Library Tracker
Detect, crop, and read every spine on a shelf photograph
A command-line workflow that turns full-shelf photos into per-book OCR transcripts. TorchVision handles spine detection, Pillow writes the crops, and interchangeable OCR engines recover titles with confidence scores.
Project Overview
The goal is simple: automate cataloguing of physical shelves by detecting spines, cropping them, and running OCR so librarians can bootstrap inventories without manual data entry.
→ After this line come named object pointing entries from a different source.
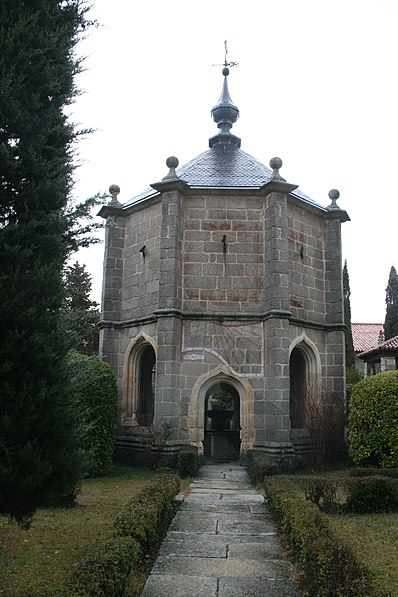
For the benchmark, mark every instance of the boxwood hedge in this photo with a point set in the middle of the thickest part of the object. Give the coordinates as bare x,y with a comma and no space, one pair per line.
329,567
373,421
137,530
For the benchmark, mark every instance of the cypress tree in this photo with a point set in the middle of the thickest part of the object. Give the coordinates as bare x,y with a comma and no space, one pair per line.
80,314
349,345
39,463
391,320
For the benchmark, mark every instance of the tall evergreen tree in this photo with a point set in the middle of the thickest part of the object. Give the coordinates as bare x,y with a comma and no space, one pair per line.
349,345
38,459
80,314
391,320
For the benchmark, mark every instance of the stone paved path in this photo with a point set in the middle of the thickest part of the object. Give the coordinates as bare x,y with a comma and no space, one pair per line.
221,543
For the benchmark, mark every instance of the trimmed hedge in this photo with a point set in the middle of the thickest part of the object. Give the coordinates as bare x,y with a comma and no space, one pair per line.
371,470
138,529
144,518
366,495
373,421
106,572
188,463
329,567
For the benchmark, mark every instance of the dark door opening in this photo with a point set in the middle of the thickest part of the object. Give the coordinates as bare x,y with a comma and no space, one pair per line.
222,423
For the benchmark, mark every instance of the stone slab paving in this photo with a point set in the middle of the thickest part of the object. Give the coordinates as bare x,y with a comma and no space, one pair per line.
221,543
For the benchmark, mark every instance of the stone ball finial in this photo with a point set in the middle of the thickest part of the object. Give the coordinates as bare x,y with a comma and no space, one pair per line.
172,163
275,163
334,194
114,191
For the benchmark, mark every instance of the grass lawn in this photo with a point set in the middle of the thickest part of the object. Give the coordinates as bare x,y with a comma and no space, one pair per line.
36,561
374,538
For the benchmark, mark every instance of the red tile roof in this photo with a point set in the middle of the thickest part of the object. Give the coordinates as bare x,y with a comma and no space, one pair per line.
365,335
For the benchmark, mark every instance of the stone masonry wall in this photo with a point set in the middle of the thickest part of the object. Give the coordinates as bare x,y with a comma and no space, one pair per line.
223,276
306,265
140,292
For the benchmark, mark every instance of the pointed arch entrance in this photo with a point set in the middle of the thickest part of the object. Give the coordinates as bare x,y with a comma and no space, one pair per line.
222,422
221,390
139,382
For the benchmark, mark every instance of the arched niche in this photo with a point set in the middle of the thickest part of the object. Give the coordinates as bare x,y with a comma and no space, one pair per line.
304,374
139,382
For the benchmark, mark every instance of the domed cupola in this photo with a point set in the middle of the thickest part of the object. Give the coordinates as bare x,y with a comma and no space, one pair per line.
225,114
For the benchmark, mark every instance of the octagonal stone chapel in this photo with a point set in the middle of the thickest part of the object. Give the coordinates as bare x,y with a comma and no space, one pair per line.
222,304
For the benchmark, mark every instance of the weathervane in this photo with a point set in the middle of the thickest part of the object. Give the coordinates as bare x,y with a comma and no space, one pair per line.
226,63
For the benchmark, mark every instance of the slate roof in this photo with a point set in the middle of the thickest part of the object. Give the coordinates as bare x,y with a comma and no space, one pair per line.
365,336
223,166
389,346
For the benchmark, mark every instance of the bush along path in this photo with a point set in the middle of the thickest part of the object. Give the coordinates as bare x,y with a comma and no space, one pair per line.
221,543
137,530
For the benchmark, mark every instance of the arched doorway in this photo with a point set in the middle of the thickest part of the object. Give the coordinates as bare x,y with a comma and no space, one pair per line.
298,389
222,423
145,397
139,377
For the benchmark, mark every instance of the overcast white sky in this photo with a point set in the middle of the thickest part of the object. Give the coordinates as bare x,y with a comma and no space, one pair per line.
316,85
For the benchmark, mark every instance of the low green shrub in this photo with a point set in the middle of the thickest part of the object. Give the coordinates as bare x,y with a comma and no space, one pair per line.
93,390
138,529
188,463
105,573
329,568
371,470
371,494
143,518
373,421
320,491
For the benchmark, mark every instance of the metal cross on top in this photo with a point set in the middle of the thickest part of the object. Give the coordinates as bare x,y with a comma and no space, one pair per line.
226,63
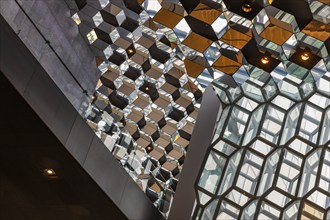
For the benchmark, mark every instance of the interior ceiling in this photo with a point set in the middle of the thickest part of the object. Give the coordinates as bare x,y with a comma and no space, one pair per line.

Inputs can be a JPEG/PNG shelf photo or a directory of pre-cropped spines; outputs include OCR transcripts, detection previews, and intermediate artefacts stored under `runs/`.
Stack
End-to-End Workflow
- 1.CLI entry point (`main.py`) decides whether to run the full detection → crop → OCR chain or skip detection via `--cropped`.
- 2.Spine detector (`spinedetector.py`) wraps `fasterrcnn_resnet50_fpn` and filters aspect ratios between 2.5 and 8.0, then applies `torchvision.ops.nms`.
- 3.Crop generator (`crop_boxes.py`) converts frames to Pillow RGB and writes `book_#.jpg` crops under `runs/crops/` for reuse.
- 4.OCR engines (`classic_pipeline.py`, `dbnet_pipeline.py`) apply CLAHE/bilateral/sharpen or Paddle DBNet + Tesseract to emit `{text, conf, box}` records.
- 5.Debug preview (`main.py::_save_detection_preview`) overlays boxes on the shelf and saves `<stem>_first_detection.jpg` inside the output directory.
OCR Engines
Classic Pipeline
- OpenCV CLAHE + bilateral denoise + sharpening tuned for spine text.
- Optional (currently disabled) Tesseract OSD deskew helper for speed/reliability trade-offs.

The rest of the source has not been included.